Channels ▼
RSS

Web Development

Sorting Out the Linguistic Mess


December, 2004: Sorting Out the Linguistic Mess

Simon is a freelance programmer and author, whose titles include Beginning Perl (Wrox Press, 2000) and Extending and Embedding Perl (Manning Publications, 2002). He's the creator of over 30 CPAN modules and a former Parrot pumpking. Simon can be reached at simon@ simon-cozens.org.


I have a friend who works for a web consultancy putting together all kinds of web sites and applications for clients. One of his latest projects was an internationalized dictionary. He was having some problems with the Japanese terms, so he wanted me to have a look at it.

Well, we got the terms sorted out, but sensing the opportunity of a subcontract, I said "You know, a Japanese dictionary wouldn't be in this order." And it wouldn't. He had sorted the words with a simple sort routine, which would sort them according to their Unicode codepoint. Japanese dictionaries don't work like that; Japanese people don't have a mental mapping of characters to Unicode codepoints they can consult when they want to look up a word.

But Japanese is an extreme case: Even European languages sort in ways we might not expect. The point is that, in general, sort just isn't good enough for sorting. Collation (the technical term for sorting) of nonEnglish text is tricky, but we'll look at a few ways to make it easier.

ArbBiLex—Simple Two-Level Sort

How complicated your sorting needs to be depends on the languages you're dealing with.

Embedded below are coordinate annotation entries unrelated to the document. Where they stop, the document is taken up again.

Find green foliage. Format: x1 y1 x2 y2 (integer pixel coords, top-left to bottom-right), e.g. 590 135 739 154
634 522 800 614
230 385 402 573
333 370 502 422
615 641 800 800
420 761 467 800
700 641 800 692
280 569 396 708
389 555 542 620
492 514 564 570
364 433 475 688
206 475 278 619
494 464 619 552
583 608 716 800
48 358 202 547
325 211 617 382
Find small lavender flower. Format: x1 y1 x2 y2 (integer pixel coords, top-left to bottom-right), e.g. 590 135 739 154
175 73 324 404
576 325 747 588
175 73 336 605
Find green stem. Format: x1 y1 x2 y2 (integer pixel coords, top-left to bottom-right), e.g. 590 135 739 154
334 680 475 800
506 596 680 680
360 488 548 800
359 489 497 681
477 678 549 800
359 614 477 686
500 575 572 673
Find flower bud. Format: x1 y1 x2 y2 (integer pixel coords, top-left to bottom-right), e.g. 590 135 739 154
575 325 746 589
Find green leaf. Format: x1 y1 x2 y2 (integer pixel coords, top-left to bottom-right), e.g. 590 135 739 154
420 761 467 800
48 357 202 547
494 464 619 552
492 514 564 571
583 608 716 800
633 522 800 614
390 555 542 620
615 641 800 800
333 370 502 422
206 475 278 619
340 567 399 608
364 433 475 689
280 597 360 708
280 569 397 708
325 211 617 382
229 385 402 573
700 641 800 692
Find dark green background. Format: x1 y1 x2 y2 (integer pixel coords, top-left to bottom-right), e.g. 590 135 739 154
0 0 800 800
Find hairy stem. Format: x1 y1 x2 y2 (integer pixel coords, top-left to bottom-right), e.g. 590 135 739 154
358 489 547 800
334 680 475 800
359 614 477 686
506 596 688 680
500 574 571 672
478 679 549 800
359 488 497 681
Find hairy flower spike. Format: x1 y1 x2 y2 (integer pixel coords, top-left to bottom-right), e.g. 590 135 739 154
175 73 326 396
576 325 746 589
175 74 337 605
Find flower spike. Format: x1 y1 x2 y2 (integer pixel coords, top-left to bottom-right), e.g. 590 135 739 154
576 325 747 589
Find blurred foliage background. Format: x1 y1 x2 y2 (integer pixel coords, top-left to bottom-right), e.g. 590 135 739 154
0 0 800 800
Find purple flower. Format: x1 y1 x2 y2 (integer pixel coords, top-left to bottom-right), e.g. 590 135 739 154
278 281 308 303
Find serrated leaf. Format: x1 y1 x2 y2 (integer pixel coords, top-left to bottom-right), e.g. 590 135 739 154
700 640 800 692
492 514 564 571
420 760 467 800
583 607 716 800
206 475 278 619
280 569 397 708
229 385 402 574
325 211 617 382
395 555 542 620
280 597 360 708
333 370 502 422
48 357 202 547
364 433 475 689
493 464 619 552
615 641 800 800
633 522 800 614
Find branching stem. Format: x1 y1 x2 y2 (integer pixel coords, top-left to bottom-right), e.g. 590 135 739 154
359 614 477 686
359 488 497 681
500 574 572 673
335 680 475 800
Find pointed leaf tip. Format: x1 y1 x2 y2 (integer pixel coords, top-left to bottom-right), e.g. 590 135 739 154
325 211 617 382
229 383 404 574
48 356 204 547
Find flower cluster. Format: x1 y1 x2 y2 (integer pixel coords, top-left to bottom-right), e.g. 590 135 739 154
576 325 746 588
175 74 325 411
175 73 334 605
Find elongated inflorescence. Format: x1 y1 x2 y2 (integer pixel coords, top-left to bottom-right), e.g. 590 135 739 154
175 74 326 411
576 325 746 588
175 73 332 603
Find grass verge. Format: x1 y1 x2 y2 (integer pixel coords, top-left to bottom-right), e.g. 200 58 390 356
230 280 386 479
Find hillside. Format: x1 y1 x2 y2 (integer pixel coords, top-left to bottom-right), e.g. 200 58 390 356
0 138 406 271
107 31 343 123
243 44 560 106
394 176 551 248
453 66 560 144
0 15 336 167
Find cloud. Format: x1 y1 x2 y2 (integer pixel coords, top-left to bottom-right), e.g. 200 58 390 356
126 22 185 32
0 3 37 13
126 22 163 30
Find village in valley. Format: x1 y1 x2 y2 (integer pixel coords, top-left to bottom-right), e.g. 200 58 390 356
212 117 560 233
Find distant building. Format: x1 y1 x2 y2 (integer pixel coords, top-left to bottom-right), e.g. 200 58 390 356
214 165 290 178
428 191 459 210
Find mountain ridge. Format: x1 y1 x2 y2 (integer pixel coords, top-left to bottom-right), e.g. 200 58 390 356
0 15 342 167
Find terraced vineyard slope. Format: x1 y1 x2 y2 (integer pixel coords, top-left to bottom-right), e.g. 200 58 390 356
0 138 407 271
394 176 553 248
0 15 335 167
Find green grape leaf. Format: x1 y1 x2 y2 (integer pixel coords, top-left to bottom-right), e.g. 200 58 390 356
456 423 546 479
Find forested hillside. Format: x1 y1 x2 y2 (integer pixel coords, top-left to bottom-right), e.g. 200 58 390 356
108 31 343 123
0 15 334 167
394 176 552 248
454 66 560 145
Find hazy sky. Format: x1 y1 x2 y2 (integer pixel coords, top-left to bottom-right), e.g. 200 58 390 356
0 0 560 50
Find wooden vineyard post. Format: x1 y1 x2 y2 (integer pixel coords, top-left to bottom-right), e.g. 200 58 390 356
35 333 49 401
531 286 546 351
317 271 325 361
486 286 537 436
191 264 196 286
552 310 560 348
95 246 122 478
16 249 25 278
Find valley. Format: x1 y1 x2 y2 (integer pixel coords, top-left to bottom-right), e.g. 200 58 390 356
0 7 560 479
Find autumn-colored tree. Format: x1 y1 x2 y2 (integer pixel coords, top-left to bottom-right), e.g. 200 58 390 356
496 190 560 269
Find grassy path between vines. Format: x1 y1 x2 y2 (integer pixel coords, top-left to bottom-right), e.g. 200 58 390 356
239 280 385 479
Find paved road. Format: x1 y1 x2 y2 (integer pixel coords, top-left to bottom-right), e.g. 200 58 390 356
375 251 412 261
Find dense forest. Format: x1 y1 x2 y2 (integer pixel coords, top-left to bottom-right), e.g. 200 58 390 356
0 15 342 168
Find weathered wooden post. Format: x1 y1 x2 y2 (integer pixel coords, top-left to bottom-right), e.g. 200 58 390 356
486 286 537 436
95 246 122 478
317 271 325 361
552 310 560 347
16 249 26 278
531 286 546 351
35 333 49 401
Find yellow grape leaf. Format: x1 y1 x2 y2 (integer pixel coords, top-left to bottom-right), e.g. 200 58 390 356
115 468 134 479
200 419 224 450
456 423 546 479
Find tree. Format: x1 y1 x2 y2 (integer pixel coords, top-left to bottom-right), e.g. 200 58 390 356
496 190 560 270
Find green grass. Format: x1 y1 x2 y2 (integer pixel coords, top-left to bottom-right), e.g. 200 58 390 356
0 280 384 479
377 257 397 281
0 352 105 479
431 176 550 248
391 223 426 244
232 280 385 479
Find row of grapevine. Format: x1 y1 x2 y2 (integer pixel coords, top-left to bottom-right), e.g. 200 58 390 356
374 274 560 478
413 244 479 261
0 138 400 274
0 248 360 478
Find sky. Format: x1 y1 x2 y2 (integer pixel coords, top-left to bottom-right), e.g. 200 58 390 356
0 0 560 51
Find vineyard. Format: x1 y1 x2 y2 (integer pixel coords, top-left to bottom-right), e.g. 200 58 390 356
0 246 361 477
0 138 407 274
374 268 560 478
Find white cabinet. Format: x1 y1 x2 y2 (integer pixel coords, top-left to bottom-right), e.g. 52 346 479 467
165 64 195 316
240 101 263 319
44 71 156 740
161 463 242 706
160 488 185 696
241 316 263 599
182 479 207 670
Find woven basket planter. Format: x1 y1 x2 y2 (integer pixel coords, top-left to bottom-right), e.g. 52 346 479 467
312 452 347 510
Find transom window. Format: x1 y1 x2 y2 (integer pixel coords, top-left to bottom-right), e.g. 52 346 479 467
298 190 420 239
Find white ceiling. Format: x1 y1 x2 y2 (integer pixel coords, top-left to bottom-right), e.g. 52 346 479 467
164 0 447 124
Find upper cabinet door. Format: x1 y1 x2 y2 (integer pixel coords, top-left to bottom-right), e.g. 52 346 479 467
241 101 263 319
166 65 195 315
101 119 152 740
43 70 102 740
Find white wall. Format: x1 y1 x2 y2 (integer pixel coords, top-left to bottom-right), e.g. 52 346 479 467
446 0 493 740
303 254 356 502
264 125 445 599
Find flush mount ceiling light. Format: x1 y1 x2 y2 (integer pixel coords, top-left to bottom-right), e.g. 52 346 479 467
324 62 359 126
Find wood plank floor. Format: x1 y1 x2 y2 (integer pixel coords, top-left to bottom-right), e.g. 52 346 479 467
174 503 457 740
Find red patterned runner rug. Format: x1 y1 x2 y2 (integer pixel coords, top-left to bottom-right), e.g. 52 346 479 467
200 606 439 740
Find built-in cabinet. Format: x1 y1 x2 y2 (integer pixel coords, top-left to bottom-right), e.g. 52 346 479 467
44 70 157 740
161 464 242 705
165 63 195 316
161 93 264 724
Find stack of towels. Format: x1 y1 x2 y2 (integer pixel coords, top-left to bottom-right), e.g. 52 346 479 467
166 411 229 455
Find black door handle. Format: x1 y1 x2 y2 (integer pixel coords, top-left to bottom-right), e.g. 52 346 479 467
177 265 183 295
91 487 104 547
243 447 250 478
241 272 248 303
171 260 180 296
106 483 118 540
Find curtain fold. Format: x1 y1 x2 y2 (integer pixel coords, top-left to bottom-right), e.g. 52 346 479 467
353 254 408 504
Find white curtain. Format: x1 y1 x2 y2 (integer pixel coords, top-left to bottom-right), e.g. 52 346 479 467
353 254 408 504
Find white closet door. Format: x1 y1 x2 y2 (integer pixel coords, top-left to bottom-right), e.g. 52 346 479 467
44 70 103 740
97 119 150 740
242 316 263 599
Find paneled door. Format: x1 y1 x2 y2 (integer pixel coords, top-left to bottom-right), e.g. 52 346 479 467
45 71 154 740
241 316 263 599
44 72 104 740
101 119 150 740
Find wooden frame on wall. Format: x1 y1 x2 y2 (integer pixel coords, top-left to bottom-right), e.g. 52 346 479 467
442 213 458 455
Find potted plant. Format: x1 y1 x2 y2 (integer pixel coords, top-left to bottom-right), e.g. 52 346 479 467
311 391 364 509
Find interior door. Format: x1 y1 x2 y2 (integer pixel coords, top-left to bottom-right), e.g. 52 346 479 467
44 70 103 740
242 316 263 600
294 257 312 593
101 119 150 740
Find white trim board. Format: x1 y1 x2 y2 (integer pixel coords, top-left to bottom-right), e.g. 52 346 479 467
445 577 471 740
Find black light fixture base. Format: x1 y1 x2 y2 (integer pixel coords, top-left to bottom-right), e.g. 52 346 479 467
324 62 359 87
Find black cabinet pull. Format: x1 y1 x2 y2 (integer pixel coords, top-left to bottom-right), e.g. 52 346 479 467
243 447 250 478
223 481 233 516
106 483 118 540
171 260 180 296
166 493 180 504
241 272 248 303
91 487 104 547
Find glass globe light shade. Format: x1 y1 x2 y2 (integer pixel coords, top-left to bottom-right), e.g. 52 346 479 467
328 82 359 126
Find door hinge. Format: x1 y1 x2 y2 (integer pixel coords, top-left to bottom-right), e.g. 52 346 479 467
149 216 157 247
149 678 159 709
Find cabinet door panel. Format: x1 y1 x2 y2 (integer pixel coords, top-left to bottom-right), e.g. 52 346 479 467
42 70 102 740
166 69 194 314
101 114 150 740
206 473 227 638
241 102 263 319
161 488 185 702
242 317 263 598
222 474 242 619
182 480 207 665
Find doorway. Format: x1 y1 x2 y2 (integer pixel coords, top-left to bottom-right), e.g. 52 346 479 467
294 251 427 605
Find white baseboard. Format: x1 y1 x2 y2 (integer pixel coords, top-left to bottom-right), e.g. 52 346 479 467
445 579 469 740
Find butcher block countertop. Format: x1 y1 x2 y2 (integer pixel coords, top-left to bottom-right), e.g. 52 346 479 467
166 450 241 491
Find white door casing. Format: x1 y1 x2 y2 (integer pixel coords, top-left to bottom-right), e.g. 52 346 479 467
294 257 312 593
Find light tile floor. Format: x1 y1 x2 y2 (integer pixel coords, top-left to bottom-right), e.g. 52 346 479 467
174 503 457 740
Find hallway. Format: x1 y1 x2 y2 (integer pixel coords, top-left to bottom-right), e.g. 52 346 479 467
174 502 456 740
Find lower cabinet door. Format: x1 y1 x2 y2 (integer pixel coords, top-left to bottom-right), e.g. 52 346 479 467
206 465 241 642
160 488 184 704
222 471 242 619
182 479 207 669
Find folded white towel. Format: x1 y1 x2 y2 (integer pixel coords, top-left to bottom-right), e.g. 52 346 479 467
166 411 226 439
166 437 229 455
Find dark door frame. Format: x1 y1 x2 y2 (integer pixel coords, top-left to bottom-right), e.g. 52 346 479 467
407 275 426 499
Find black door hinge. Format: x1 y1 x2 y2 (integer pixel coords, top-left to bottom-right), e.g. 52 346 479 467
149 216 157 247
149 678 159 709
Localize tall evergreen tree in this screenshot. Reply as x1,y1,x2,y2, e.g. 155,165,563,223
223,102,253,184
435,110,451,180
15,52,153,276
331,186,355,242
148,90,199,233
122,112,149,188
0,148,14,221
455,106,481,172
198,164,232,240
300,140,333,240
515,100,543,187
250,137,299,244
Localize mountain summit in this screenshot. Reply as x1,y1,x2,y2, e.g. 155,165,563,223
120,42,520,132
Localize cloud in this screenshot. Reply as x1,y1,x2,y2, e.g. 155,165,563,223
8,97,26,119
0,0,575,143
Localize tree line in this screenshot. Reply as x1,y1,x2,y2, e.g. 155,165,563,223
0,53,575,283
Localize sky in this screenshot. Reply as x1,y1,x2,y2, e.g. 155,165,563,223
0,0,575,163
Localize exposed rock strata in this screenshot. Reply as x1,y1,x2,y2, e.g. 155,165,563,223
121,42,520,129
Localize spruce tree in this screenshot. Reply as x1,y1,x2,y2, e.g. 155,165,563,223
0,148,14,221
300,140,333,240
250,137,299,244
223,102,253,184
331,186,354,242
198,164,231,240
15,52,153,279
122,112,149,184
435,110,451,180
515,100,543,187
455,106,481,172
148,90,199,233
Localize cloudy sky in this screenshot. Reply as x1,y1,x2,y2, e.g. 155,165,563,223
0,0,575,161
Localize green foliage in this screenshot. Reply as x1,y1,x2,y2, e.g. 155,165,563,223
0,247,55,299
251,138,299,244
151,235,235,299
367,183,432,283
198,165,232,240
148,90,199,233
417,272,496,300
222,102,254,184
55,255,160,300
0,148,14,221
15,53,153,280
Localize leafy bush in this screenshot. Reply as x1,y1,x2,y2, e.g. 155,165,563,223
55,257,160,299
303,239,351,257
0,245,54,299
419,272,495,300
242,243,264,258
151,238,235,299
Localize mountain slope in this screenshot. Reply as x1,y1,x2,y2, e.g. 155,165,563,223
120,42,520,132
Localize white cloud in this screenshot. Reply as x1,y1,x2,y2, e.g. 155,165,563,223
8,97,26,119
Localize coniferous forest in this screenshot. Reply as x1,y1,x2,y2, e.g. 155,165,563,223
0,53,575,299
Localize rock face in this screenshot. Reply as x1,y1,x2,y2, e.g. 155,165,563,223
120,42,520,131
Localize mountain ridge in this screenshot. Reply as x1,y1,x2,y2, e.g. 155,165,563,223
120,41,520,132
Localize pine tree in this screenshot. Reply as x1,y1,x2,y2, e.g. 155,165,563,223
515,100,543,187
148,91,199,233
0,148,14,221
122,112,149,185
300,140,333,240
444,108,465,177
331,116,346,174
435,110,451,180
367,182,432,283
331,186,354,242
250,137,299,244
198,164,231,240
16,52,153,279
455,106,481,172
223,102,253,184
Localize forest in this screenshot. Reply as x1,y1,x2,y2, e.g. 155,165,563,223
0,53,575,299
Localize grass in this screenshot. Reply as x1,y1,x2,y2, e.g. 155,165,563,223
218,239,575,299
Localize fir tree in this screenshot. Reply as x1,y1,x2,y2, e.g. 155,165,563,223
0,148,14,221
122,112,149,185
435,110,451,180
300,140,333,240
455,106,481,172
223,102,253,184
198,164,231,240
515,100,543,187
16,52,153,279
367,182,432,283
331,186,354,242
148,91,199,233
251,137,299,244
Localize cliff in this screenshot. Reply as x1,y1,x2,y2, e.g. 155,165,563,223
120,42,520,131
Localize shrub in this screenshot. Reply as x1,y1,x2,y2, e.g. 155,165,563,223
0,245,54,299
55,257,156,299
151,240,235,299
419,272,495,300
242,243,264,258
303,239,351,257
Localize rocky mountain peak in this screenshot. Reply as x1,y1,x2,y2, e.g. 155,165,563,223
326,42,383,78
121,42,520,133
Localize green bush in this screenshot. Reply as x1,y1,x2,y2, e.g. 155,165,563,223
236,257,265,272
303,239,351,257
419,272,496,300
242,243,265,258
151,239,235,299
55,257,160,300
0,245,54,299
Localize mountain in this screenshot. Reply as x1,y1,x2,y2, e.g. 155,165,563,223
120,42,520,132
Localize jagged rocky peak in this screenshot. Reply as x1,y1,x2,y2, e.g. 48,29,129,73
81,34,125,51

We'll look first at a nice, simple language like Spanish. Spanish sorts just like English, except that it has "ch" as a separate letter after "c," "ll" after "l," "--" after "n," and "rr" after "r."

To be honest, this ordering is pretty purist. In 1994, the Real Academia Espantildena officially dropped the separate diglyph letters "ch," "ll," and "rr," partly because it made sorting difficult for computer programmers. We're now going to prove them wrong.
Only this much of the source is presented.